Rerun training data with punctuation and see if there is a difference.

ayya-vimala commented 3 years ago

New training data can be found here: https://github.com/BuddhaNexus/buddhanexus-utils/tree/master/plien

For the application of the real pali texts I had a few thoughts. First of all, the pali texts in the segmented-pali repo folder inputfiles is the original segmentation, which is not the one used by us on BuddhaNexus because many segments are too long. I have therefore created two more folders:

The folder inputfiles holds the files with their original segmentation, including longer segments with multiple sentences. The folder inputfiles_cut_segments_for_Aijato holds the files with longer segments cut according to ., ?, ; and : so as to make them usable for the Aijato automated pali --> english translations. The folder inputfiles_cut_segments_for_NN holds the files where longer segments are cut down even further, breaking on , as well. For the calculation of matches, smaller segments are preferable.
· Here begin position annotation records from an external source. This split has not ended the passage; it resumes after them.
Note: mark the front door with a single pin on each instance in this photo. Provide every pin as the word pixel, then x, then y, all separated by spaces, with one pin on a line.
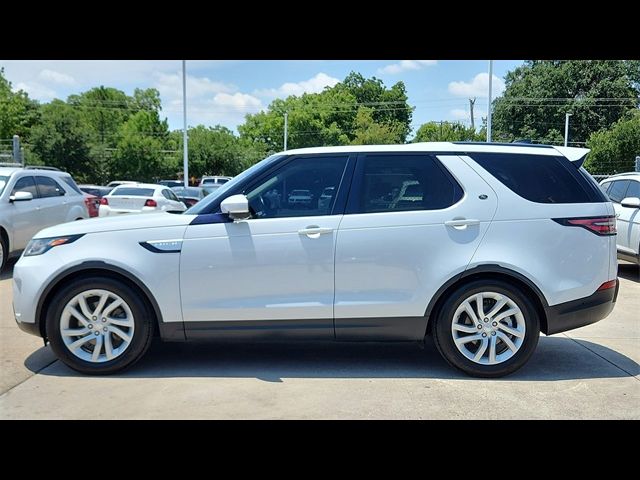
pixel 272 274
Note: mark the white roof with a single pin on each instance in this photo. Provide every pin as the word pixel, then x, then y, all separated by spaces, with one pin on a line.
pixel 571 153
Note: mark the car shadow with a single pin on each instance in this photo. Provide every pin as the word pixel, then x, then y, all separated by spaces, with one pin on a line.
pixel 630 271
pixel 556 358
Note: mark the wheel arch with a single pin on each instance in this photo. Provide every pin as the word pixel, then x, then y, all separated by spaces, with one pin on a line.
pixel 93 268
pixel 489 272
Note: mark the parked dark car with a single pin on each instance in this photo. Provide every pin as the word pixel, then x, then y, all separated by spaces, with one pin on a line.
pixel 190 195
pixel 97 190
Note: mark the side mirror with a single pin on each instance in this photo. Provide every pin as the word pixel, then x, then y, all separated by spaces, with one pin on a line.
pixel 21 197
pixel 631 202
pixel 236 206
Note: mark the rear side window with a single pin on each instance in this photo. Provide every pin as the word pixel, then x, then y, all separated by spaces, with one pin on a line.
pixel 25 184
pixel 48 187
pixel 133 192
pixel 633 190
pixel 69 181
pixel 540 178
pixel 397 183
pixel 619 190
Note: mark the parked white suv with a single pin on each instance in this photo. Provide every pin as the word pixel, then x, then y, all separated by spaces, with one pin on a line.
pixel 494 244
pixel 32 199
pixel 624 191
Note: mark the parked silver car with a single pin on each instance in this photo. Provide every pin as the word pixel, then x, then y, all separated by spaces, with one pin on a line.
pixel 33 199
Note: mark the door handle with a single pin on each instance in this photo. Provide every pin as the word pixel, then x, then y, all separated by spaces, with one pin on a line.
pixel 462 222
pixel 314 231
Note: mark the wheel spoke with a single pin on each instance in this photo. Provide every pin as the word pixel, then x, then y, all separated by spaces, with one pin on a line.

So I suggest to use the Aijato folder for the application of the pali -- > english application and if needed the NN folder for calculating matches.

Then another thing I realized is that despite the frequent occurances of some passages like Anguttara Nikaya, the system can still not translate this properly. Maybe because duplicate entries have been removed. So how about keeping the duplicate entries in?

sebastian-nehrdich commented 3 years ago

Yes a few notes on this from my side:

for neural machine translation, shorter sentence pairs (pli-eng) are always better than longer. the system cannot deal with sentences longer than 200 characters very well
regarding duplicates, we can try this. Another thing we can do is data augmentation (i.e. randomly combining different sentences to create new examples), I will check it out
rerun with punctuation included should be trivial

ayya-vimala commented 3 years ago

I have just uploaded new training data with punctuation but without numbers in it. I had a look at the segments there but as the English and the Pali don't always match with regards to punctuation I did not reduce the segments to smaller. Quite often there is a longer pali sentence where Bhante Sujato has translated in various smaller sentences. I can run something to see how many are bigger than 200 characters.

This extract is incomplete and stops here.